At this point, the obvious thing to do (in order to make the left- and
right-hand sides of the equation above coincide) is to choose E and F to 
satisfy y=2E and z=F.  For the latter, that would mean to choose F to be z
(duh!).  For the former, that would mean to choose E to be y/2.  Or would it?

We must remember that y is of type int, so that E (the value of which is to
be assigned to y) also must be of type int.  Hence, the "/" operator in "y/2"
must denote integer division, as opposed to real division.  In order to
avoid any confusion between the two here, let's use "div" (as in the Pascal
programming language) to denote integer division.

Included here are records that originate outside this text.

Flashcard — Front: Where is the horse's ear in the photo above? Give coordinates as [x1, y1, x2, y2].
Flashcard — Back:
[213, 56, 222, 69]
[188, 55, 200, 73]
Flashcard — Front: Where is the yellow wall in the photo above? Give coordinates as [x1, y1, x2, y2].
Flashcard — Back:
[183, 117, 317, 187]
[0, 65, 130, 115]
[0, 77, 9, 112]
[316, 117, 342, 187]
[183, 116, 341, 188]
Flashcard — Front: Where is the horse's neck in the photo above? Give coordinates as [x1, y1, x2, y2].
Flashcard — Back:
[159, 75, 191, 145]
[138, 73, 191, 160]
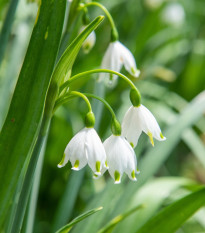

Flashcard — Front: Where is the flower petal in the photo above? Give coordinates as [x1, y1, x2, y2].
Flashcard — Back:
[85, 128, 106, 175]
[138, 105, 166, 143]
[104, 135, 126, 182]
[122, 106, 142, 148]
[63, 128, 88, 170]
[117, 41, 140, 78]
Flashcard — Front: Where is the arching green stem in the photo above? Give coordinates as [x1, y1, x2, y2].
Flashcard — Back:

Recalling that integer division "truncates" (i.e., the result is the integer
part of the real quotient), we recognize that 2(y div 2) = y does not
necessarily hold.  Indeed, 2(y div 2) = y when y is even but 2(y div 2) = y-1
when y is odd and positive.  (We will ignore the possibility of y being
negative because it is excluded by the pre-condition.)

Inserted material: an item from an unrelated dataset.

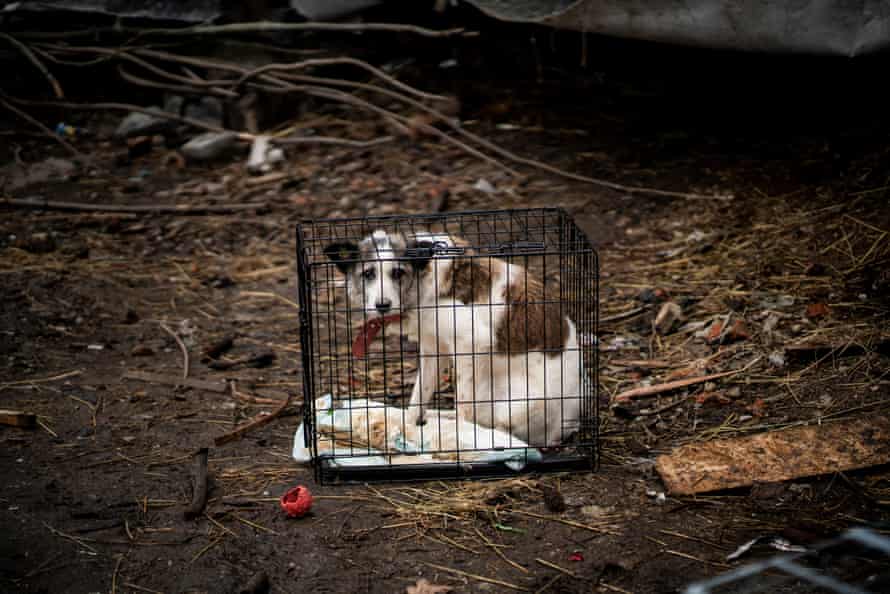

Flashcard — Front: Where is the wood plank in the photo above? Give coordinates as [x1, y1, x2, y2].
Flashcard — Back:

Continuing the proof above under the added assumption that y is even, we get

   x^y * z = x^(2E) * F

=    < choose E to be "y div 2" and F to be "z" >

   x^y * z = x^(2(y div 2)) * z

=    < assumption even.y implies that 2(y div 2) = y >

   x^y * z = x^y * z

=    < = is reflexive >

   true

To summarize, we have proved the Hoare Triple

      {P & y>0 & even.y} x,y,z := x^2, y div 2, z { P }

Notice that the pre-condition has even.y as a "new" conjunct.  We cannot
omit that, because we assumed it in one of the steps of the proof.  One
could also notice that the assignment z := z can be omitted.

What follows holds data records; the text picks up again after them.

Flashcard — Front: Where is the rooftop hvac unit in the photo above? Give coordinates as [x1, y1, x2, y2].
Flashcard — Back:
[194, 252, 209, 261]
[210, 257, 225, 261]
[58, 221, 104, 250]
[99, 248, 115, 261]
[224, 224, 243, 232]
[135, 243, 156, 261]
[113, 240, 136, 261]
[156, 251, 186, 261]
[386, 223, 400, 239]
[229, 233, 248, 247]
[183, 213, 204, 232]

Now let us return to where we suspended the proof, but this time assume
that y is odd (and positive).   Let's make the same choice for E and see
what happens:

   x^y * z = x^(2E) * F

=     < choose E to be "y div 2" >

   x^y * z = x^(2(y div 2)) * F

=     < assumptions y>0 and !even.y imply that 2(y div 2) = y-1 >

   x^y * z = x^(y-1) * F

=     < algebra: for integer b>0, a^b = a^(b-1) * a >

   x^(y-1) * x * z = x^(y-1) * F

=     < choose F to be "x*z" >

   x^(y-1) * x * z = x^(y-1) * x * z 

=     < = is reflexive >

   true

To summarize, we have just proved the Hoare Triple

      {P & y>0 & !even.y} x,y,z := x^2, y div 2, x*z { P }

So we have proved two Hoare Triples of the forms

       {P & B}  S0 {Q}
       {P & !B} S1 {Q}

from which it follows that the following (annotated) Hoare Triple is valid:

    {P}
    if B  ---> {P & B}  S0 {Q}
    [] !B ---> {P & !B} S1 {Q}
    fi
    {Q}

(The fact that P guarantees the disjunction of the guards is trivial, due
to that disjunction being of the form p v !p, which is true (by the law of
the excluded middle).)

That is, what we have proved is the following Hoare Triple:

    {P & y>0}
    if even.y   ---> {P & y>0 & even.y}  x,y := x^2, y div 2 {P}
    [] !even.y  ---> {P & y>0 & !even.y} x,y,z := x^2, y div 2, x*z {P}
    fi
    {P}

This solves the problem originally given.